What’s too tight, too long, too late.
They hand you the dress and the problem—
and expect you to disappear behind the stitches.
But you,
you don’t just sew seams.
You hold stories.
You fix regrets.
You mend dreams that came in wrinkled and unraveling.
You measure bodies without judgment
and make beauty out of panic.
You’ve been the quiet answer
to last-minute crises,
to weight gain and weight loss,
to dresses that were never made for real women.
And somehow,
you were made to feel
less than—
because your gift is quiet,
because your hands serve instead of shout.
But I see you.
The ones who stay late to finish the hem.
The ones who pick out another’s mistakes thread by thread.
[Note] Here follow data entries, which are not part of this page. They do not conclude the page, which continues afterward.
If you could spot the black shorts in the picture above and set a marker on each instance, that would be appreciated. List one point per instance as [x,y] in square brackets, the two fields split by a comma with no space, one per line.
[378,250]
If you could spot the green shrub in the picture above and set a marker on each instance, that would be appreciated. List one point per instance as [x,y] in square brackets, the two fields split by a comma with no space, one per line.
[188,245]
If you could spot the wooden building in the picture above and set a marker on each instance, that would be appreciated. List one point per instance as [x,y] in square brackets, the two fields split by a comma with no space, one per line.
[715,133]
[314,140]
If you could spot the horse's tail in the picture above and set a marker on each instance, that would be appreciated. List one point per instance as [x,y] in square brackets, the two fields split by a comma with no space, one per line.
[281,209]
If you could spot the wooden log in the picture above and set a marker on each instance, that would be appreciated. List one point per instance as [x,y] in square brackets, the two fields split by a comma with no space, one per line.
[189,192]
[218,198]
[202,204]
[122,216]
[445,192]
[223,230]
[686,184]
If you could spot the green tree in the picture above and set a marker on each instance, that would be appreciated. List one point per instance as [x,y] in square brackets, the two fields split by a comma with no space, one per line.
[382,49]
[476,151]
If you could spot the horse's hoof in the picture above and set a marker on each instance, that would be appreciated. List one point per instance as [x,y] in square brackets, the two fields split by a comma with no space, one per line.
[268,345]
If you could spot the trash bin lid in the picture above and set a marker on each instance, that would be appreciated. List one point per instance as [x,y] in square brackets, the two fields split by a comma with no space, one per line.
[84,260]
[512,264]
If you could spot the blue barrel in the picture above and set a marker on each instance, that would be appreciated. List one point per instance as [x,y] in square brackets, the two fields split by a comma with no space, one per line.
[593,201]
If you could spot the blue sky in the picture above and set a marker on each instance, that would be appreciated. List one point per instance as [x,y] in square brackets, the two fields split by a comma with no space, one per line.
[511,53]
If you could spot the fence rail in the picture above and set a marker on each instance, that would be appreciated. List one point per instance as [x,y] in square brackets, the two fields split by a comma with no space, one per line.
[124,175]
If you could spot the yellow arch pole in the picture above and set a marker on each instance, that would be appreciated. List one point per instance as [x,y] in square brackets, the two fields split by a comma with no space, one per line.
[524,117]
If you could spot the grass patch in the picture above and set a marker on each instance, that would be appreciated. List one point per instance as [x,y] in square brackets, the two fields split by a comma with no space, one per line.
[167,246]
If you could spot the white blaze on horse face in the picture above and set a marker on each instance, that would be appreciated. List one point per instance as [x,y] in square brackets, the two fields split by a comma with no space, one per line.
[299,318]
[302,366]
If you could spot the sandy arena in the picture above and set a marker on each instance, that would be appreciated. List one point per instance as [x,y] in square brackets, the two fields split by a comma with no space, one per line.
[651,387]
The ones who iron, reshape, restore—
and rarely get their names remembered.
You are not “just a seamstress.”
You are the keeper of dignity.
You are the artist behind the veil.
You are the woman who makes others feel beautiful,
while rarely being seen yourself.
But I see you now.
And I know what it cost.
And I honor the hands
that have been giving
for far too long
without being held.
This poem is for you—
every woman who has ever sewn someone else’s dream into being.